Recognizing a national market for the type of sports-specific broadcasting no other network provided, a group of die-hard sports junkies in Bristol, Connecticut undertook a project that would change history and completely transform the television landscape over the course of the coming decades. Led by out-of-work sports announcer Bill Rasmussen, the starting team that guided ESPN through its early stages of operation included a young anchor, director, and producer named Jed Drake. Drake had already amassed an impressive resume when he joined the young network in 1980. A freelance Production Assistant for NBC Sports’ Baseball Game of the Week, he also supervised coverage of the 1980 Winter Olympic Games on behalf of NBC affiliate WPTZ-TV.

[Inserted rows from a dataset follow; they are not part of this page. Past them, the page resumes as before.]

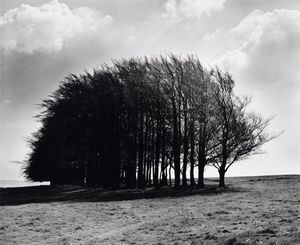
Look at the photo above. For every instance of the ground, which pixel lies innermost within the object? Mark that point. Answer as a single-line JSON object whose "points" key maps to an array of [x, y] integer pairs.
{"points": [[252, 210]]}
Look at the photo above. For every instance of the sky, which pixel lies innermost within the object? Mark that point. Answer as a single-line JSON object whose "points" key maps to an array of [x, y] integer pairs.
{"points": [[257, 41]]}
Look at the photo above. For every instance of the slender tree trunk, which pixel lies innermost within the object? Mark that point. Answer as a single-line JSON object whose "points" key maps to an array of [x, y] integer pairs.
{"points": [[185, 148], [141, 153], [192, 154], [176, 146], [222, 177], [201, 164], [157, 154]]}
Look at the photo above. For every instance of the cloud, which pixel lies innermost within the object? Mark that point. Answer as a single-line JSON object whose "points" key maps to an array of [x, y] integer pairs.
{"points": [[46, 28], [264, 42], [191, 9]]}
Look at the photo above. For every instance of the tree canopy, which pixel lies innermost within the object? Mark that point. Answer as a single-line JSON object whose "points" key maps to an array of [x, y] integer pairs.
{"points": [[141, 122]]}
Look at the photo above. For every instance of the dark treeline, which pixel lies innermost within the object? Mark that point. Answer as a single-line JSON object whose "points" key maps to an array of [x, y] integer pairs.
{"points": [[142, 122]]}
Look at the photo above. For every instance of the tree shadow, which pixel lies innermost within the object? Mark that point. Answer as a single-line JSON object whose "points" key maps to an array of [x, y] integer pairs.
{"points": [[47, 194]]}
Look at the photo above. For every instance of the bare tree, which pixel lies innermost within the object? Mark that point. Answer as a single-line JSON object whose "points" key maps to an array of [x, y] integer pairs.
{"points": [[238, 133]]}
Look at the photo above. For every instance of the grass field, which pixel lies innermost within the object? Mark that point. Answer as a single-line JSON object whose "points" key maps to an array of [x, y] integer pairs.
{"points": [[252, 210]]}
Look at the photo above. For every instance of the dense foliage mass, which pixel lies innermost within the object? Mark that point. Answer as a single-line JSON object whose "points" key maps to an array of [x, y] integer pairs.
{"points": [[143, 122]]}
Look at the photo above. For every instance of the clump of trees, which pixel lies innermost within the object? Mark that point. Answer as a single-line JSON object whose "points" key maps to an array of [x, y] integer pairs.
{"points": [[142, 122]]}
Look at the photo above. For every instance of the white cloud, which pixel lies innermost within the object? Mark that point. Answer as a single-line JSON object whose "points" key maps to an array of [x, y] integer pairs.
{"points": [[46, 28], [191, 9], [267, 42]]}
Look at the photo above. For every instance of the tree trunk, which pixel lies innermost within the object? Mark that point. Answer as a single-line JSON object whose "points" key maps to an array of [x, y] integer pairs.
{"points": [[192, 155], [201, 176], [176, 146], [141, 153], [222, 178], [185, 148]]}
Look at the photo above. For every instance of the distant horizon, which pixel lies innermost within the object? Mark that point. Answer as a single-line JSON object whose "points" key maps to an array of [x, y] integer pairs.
{"points": [[255, 41]]}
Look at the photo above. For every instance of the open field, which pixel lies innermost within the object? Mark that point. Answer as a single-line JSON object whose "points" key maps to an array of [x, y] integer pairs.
{"points": [[252, 210]]}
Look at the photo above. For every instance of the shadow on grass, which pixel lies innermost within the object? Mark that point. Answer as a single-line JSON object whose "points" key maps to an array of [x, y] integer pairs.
{"points": [[46, 194]]}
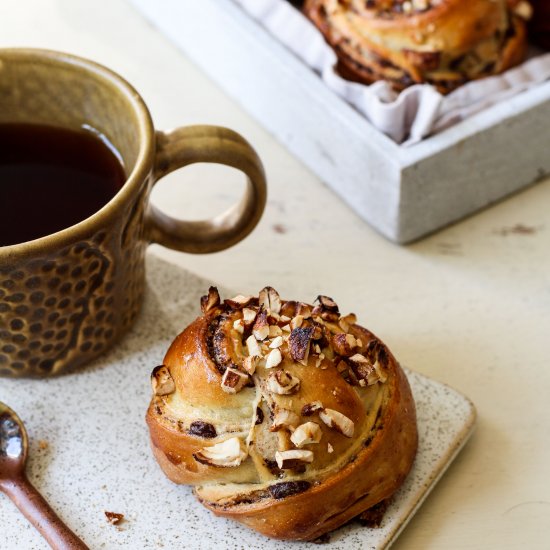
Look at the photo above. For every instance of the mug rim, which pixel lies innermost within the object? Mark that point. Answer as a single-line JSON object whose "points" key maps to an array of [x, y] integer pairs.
{"points": [[144, 159]]}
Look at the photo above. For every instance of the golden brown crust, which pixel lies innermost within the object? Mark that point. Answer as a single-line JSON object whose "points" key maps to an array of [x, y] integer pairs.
{"points": [[351, 392], [447, 43]]}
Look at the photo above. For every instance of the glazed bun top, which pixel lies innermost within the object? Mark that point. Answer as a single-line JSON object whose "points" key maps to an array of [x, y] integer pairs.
{"points": [[271, 389]]}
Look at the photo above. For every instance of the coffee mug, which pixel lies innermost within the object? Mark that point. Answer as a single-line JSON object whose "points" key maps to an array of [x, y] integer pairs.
{"points": [[67, 297]]}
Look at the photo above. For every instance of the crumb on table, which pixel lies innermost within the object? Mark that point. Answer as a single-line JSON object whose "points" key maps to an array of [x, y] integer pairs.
{"points": [[113, 518]]}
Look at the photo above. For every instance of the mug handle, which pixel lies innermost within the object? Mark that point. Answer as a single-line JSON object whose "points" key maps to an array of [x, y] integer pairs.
{"points": [[212, 144]]}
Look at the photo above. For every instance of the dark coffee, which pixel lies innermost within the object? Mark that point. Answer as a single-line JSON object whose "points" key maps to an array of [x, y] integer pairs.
{"points": [[52, 178]]}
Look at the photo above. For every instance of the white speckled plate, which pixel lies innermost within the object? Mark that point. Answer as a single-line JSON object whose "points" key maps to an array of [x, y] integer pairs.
{"points": [[90, 452]]}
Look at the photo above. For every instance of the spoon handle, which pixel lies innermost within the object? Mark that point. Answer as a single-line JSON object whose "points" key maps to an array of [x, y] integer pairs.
{"points": [[35, 508]]}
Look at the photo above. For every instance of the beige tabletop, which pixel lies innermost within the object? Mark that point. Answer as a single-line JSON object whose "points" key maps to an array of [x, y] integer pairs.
{"points": [[468, 306]]}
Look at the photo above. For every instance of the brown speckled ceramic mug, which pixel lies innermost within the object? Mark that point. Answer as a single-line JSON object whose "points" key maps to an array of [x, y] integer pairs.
{"points": [[67, 297]]}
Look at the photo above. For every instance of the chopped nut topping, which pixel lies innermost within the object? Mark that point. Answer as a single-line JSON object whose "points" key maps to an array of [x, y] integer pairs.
{"points": [[299, 341], [260, 330], [249, 315], [288, 460], [273, 359], [311, 408], [162, 381], [283, 383], [270, 299], [238, 325], [250, 363], [296, 322], [338, 421], [226, 454], [286, 419], [330, 316], [253, 346], [306, 434], [524, 10], [289, 308], [233, 381], [304, 310], [212, 300], [317, 331], [277, 342], [328, 303], [420, 5]]}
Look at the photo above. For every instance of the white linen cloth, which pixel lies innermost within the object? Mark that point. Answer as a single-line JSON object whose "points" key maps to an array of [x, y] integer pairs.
{"points": [[406, 117]]}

Jed Drake has applied his skills in a wide variety of positions throughout his tenure at ESPN. Serving as Senior Vice President and Executive Producer of Event Production today, Drake has played an integral role in building the company’s subscriber base to more than 97 million. With international programming in upwards of 180 countries, ESPN was valued at $28 billion in its 27th year of business, a number that speaks volumes about a network that defied the odds to become a giant in global sports media.